A Behind-The-Scenes Look at My Squidoo Lenses

Eighth Lens: Acropolis of Athens

December20

My next lens is part II of Ancient Greece Odyssey: The Acropolis of Athens, posted 5/22/07.

What This Lens is About

My third day in Athens, visiting the Parthenon and monuments of the Acropolis. Originally it also covered the Museum of Athens, but that’s now a separate lens.

Excerpt

The Parthenon was massive, powerful, yet as familiar as my hand. There it stood high over Athens in the blue sky, sun, and open air. The wind was gentle, yet its soft breath added a sense of timeless presence and the natural world. Birds added a lively presence to silent stone: pigeons, doves, magpies, sparrows and swallows.

The old marble is faint gold. How many have walked there? I nearly shed my shoes again, but we had to keep moving. Our guide, Anna, provided a quick orientation to the Acropolis: the sack by the Persians, the Periclean building program (Parthenon’s dates: 448-447 BCE), the Parthenon’s use and the damage it suffered in recent millennia.

Why I Made This Lens

Yet again, my goal for Ancient Greece Odyssey is to share my journey to and love of ancient Greek sites.

Things I Learned Making This Lens

Vary blocks of text and photo galleries. Too much of anything gets long. I also found and linked to a good site on Greek art history where my readers could go for more details instead of filling the lens with too much info.

Things I DIDN’T Learn Making This Lens

Yet again I tried to cover too much on one lens: a whole day in Athens which included multiple museums and monuments. Keep lenses focused on one topic. Don’t use artificial divisions like days. Break your topic into smaller chunks and link lenses together. I later broke the “museums” section onto a separate lens.

Lens Stats and Milestones

As of today: Lensrank #32,795, 14 ratings, 4 favorites, 6734 lifetime visitors.

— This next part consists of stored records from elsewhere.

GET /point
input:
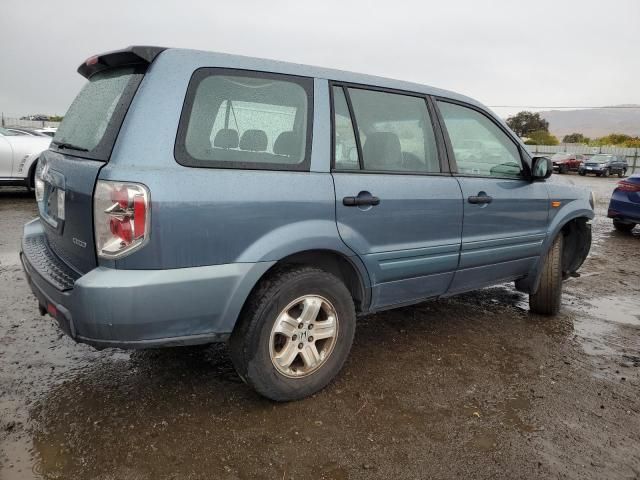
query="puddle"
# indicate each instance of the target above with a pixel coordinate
(599, 329)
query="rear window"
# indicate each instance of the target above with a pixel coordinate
(92, 122)
(240, 119)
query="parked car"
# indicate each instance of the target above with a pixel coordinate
(624, 207)
(566, 162)
(26, 131)
(605, 165)
(19, 154)
(223, 199)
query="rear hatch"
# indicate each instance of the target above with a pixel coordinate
(68, 171)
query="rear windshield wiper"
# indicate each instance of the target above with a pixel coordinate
(63, 145)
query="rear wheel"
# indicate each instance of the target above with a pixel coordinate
(294, 334)
(547, 299)
(623, 227)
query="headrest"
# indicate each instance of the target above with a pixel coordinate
(287, 143)
(226, 138)
(382, 151)
(254, 140)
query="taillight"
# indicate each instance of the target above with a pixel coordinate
(625, 186)
(121, 214)
(39, 181)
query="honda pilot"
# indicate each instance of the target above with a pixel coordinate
(192, 197)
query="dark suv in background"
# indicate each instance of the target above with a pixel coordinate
(603, 165)
(565, 162)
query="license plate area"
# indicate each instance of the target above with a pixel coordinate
(52, 207)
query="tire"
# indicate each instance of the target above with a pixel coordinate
(547, 299)
(623, 227)
(254, 342)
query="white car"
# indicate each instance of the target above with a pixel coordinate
(18, 157)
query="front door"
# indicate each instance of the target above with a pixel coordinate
(397, 207)
(505, 214)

Best lensrank achieved: #943. Lifetime earnings: $27.58.

Related Lenses:

Link:

Part Two: The Acropolis of Athens

Fourth Lens: Photos of Athens

December14

I originally created my Photos of Ancient Athens as an index to my Ancient Greece Odyssey travel diary on May 7, 2007.

What This Lens is About

It’s an index to all my photos of ancient Athens — monuments and Greek art — plus recommended books and links on ancient Greece.

Excerpt

Temple of Hephaistos in Athenian Agora. 1st May.

Why I Made This Lens

Originally, I was thinking of Ancient Greece Odyssey as if it were an online e-book. Books should have indexes! So I made this lens as an index to help people find every single photo, recommended link and bit of info across all my Ancient Greece Odyssey series of lenses.

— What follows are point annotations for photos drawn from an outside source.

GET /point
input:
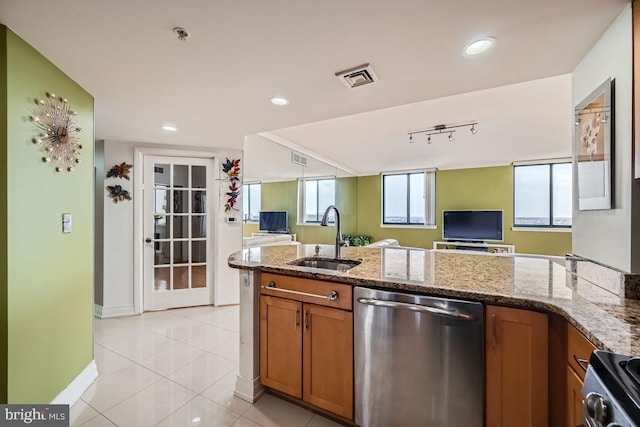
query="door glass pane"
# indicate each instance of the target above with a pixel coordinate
(181, 176)
(180, 198)
(199, 253)
(181, 277)
(531, 195)
(562, 192)
(199, 276)
(198, 226)
(181, 227)
(162, 254)
(199, 201)
(180, 252)
(395, 198)
(161, 197)
(160, 227)
(161, 277)
(161, 175)
(198, 176)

Things I Learned Making This Lens

It is too hard to make an index of an online e-book as a Squidoo lens. It’s too much material on one webpage. Lenses need FOCUS. So I stopped keeping this lens updated.

Today I finally tackled this problem lens. I had three choices:

  • I could delete it as a failure.
  • I could turn this lens into a table of contents to all of Ancient Greece Odyssey, so that it became a lensography for my Greece lenses.
  • I could reorganize the content I wrote on this lens to make it more focused.

Deleting a lens is almost never useful. There’s always the possibility it could get some traffic and earn a few pennies. In fact, according to the stats tab on the dashboard, this lens draws a lot of traffic — through image searches! People come to this lens for its photos.

I realized that if I deleted the long list of photos and turned this lens into a lensography, I’d lose all that image traffic. Instead, I reworked the lens to focus on the content that’s bringing traffic.

I added alt names to each image to help boost traffic/SEO. I put them in a more logical order. And I made them into clickable links — if someone clicks on them, they get full-sized versions of each photo. Why? Clicks boost lensrank! Plus the links include the filenames of the images, which means more SEO-boosting content.

I also made the decision to license my photos through Creative Commons for non-commercial purposes, on the condition that people link to the front page of Ancient Greece Odyssey if they use any photo. Why? Backlinks boost search engine standings. Offering images for Creative Commons is one way to get people to make backlinks to your site.

So what did I learn? Image-heavy lenses draw a HUGE amount of image traffic. If you have photos, exploit them. They’re original content, just as much as text!  NAME your photos with keywords, give them alt-tags, and you will get image search traffic! Need help? See my How to Upload Images on Squidoo tutorial for more info.

Related Lenses (Ancient Greece Odyssey)

Lens Stats and Milestones

As of today: Lensrank #28,695 2 ratings, 1 favorites, 4430 lifetime visitors.
Best lensrank achieved: #3063. Lifetime earnings: $7.81+ some sales of designs.